Expostas as posições jurisprudenciais e doutrinais conhecidas, é tempo de tomar posição.

Antes de mais, importa salientar que apenas na situação regulada na alínea b) do n.º 1 da Base XVI da Lei n.º 2127 o legislador conferiu ao tribunal possibilidade de graduar o montante da pensão entre um máximo e um mínimo; em todas as restantes alíneas desse preceito, o valor da prestação pecuniária devida resulta directamente de um factor: 80% da retribuição base no caso de incapacidade permanente absoluta para todo e qualquer trabalho (alínea a)), 2/3 da redução sofrida na capacidade geral de ganho no caso de incapacidade permanente e parcial (alínea c)); 2/3 da retribuição base no caso de incapacidade temporária e absoluta, sendo apenas de 1/3 nos três dias seguintes ao acidente (alínea d)); e 2/3 da redução sofrida na capacidade geral de ganho no caso de incapacidade temporária parcial (alínea e)). A atribuição ao tribunal do poder de graduação do montante da pensão, entre um máximo e um mínimo, sem directa indexação a um factor matemático, logo aponta para o afastamento de regras de cálculo estritamente objectivas.

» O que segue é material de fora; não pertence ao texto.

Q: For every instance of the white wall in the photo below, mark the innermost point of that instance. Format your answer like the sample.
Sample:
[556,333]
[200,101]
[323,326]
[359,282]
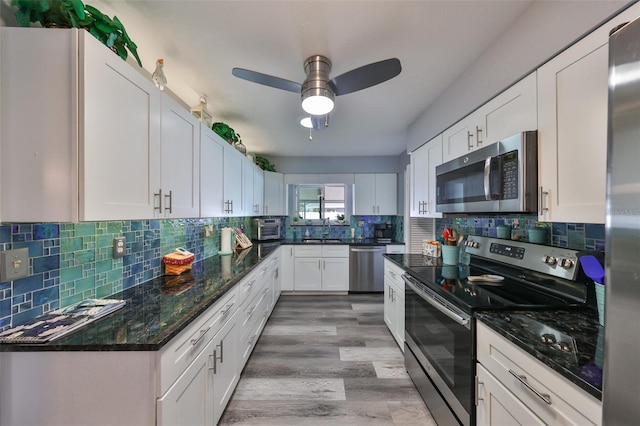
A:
[542,31]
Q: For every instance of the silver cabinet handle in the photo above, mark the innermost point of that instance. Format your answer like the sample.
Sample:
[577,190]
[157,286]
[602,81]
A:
[523,379]
[543,195]
[487,178]
[170,196]
[221,346]
[226,311]
[202,333]
[159,195]
[215,367]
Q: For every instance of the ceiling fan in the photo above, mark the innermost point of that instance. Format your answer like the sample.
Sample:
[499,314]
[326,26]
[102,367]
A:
[318,91]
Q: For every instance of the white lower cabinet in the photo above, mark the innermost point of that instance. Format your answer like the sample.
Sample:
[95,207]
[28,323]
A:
[513,387]
[187,382]
[321,268]
[394,301]
[287,267]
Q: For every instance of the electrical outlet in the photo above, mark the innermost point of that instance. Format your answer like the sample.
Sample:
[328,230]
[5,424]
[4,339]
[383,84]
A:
[14,264]
[119,247]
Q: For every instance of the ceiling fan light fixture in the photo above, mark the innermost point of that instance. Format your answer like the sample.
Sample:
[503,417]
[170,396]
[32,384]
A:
[306,122]
[317,102]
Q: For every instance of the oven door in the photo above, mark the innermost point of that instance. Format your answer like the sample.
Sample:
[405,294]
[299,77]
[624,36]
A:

Se as quisesse impor, o legislador teria indicado uma fórmula que, por mera operação aritmética, fizesse variar a pensão, entre o máximo de 2/3 e o mínimo de 1/2 da retribuição base, por forma inversamente proporcional ao grau de capacidade funcional residual para o exercício de outra profissão compatível. Se o não fez foi porque quis deixar ao tribunal alguma margem de ponderação.

Por outro lado, a capacidade funcional residual em causa não é reciprocamente equivalente à diminuição da capacidade física revelada pelo grau de incapacidade permanente parcial determinada pelos peritos médicos. Na verdade, como os citados artigos 111.º do Código de Processo do Trabalho de 1981 e 47.º do Decreto n.º 360/71 claramente apontam, há que atender, para este efeito, a par do resultado do exame médico, às demais "circunstâncias que possam influir na capacidade geral de ganho do sinistrado", designadamente a sua idade, as suas habilitações profissionais e escolares, a conjuntura do mercado de emprego local, etc.

Depois, a adopção do apelidado "critério objectivo" usado pelo acórdão recorrido, fazendo corresponder a pensão à soma do valor mínimo (1/2 da retribuição base) com o resultado da multiplicação da diferença entre esse valor mínimo e o valor máximo (2/3 da retribuição base) pelo coeficiente de "desvalorização" (que sempre existe) teria o resultado absurdo de a pensão nunca poder ser fixada no valor mínimo que a lei prevê.

Por fim, reconhecendo o acórdão recorrido que a capacidade funcional residual não depende apenas da "incapacidade permanente parcial" medicamente determinada, mas ainda de outros factores, que, em seu entender, deviam ser ponderados no próprio exame pericial, mas que normalmente não o são, e sendo patente que, no caso, na determinação daquela incapacidade, apenas se atendeu à perda de capacidade física, seria inviabilizar o respeito pelo objectivo legal de ajustada reparação da perda da capacidade geral de ganho do sinistrado impedir uma intervenção correctiva do juiz, que é o perito dos peritos, e reduzi-lo à função de mero operador de cálculos aritméticos.

Tudo visto, entende-se não ser de perfilhar o critério seguido pelo acórdão recorrido, mas antes o da sentença da 1.ª instância - na sequência, aliás, do acórdão deste Supremo Tribunal de Justiça, de 14 de Dezembro de 1984, atrás citado -, sentença que fixou com adequada ponderação a pensão devida à recorrente.

4. Decisão

Em face do exposto, acordam em conceder provimento ao recurso, revogando o acórdão recorrido, para ficar a subsistir a sentença da 1.ª instância.

Custas pela ré, ora recorrida.

Lisboa, 30 de Outubro de 2002.

Mário José de Araújo Torres,

Vítor Manuel Pinto Ferreira Mesquita,

Pedro Silvestre Nazário Emérico Soares.